Dopo la laurea in Giurisprudenza, Manzitti inizia a lavorare come giornalista nelle redazioni di due giornali, Il Cittadino e Il Corriere del Pomeriggio che gli permettono di muovere i primi passi nell'ambiente. La grande occasione arriva nel 1973, quando Paolo Emilio Taviani lo chiama a lavorare all'ufficio stampa del ministero dell'interno. Manzitti ha 23 anni e si trova improvvisamente al fianco di un ministro all'apice della sua carriera politica, potentissimo e rispettato da tutti. "Spesso avevo la sensazione di osservare la storia dell'Italia contemporanea da una distanza di pochi centimetri...". Il giornalista ha un rapporto privilegiato con il ministro, che lo stima e gli chiede spesso il parere in questioni importanti di governo e di politica. Grazie alla sua buona padronanza delle lingue, Taviani lo manda spesso all'estero (America Latina, Irlanda del Nord, Somalia...) a fare reportage e inchieste.
Nel 1975 Taviani esce dal governo e Manzitti torna a Genova dove partecipa alla fondazione della redazione genovese de Il Giornale, all'epoca diretto da Montanelli. Ancora una volta si trova in prima linea: sono iniziati gli anni di piombo, e a Genova l'aria si fa pesante. Manzitti si occupa di terrorismo, segue l'omicidio del giudice Coco e il rapimento di Sossi. Il Giornale ha una posizione molta dura nei confronti delle BR e una sera una raffica di proiettili manda in pezzi le finestre della redazione. "In quel periodo spararono prima a Vittorio Bruno e la sera dopo a Montanelli, noi giornalisti, ci scortavamo a vicenda fino a casa, tutte le sere".
Nel '79 è a capo della redazione de Il Secolo XIX di Savona e Imperia, dove rimane per un anno e mezzo. "È stato un periodo molto divertente, Sanremo è una città tentacolare e il lavoro non era mai noioso, anche perché scoppiava uno scandalo al giorno!", aggiunge Manzitti sorridendo.
Nel 1981 torna a Genova per dirigere la redazione di cronaca e lavora con alcuni dei migliori giornalisti sulla piazza: Maria Latella, Enrico Pedemonte, Lionello Cadorin, Chiara Borghese, Giuliano Crisalli, Mario Paternostro... Come inviato è fra i primi ad andare in Cina, in occasione della mostra sulle armi. La Cina comunista ancora influenzata da Mao, lo colpisce profondamente.

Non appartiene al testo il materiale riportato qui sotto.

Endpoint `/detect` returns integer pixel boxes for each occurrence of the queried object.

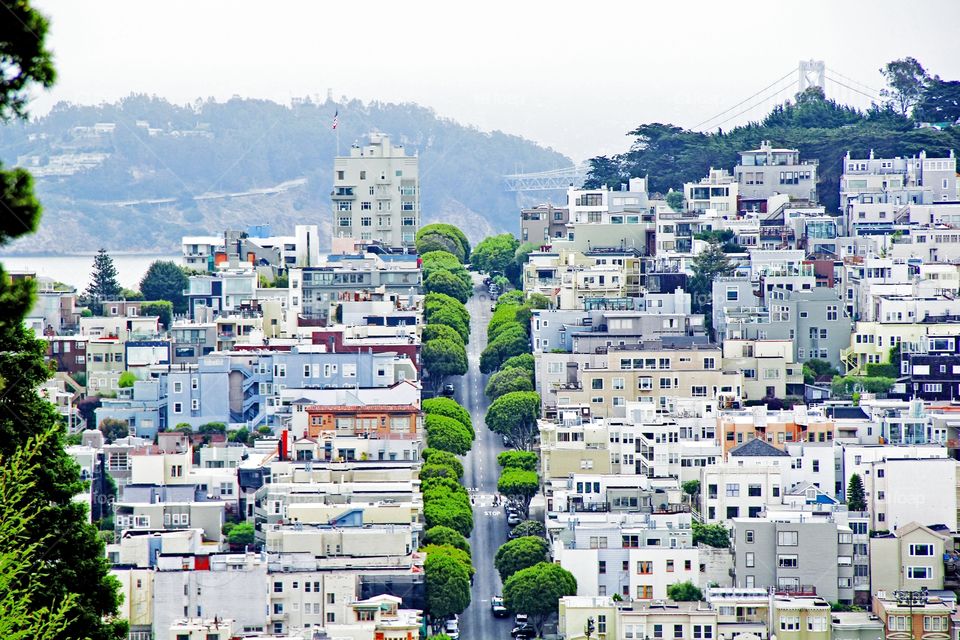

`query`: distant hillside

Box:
[0,96,571,253]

Gli anni successivi sono caratterizzati dal suo ingresso nel Gruppo editoriale dell'Espresso. Nel 1989 dirige il quotidiano Il Lavoro - allora in crisi - e nel 1992 lo trasforma nell'edizione ligure de La Repubblica, dove rimane come caporedattore fino al '94. Segue un periodo piuttosto movimentato in giro per l'Italia, dove Manzitti lavora per molti giornali e agenzie di stampa. Nel 2000 torna a Genova e riprende a lavorare nella redazione de La Repubblica come caporedattore, dove rimane fino al 2009. Di questi anni, tra i fatti di cronaca più significativi, Manzitti ricorda il G8, "la cosa più complessa che abbia mai seguito" e il "giallo" della contessa Vacca Agusta: "due pagine al giorno per sei mesi, con colpi di scena quasi quotidiani...".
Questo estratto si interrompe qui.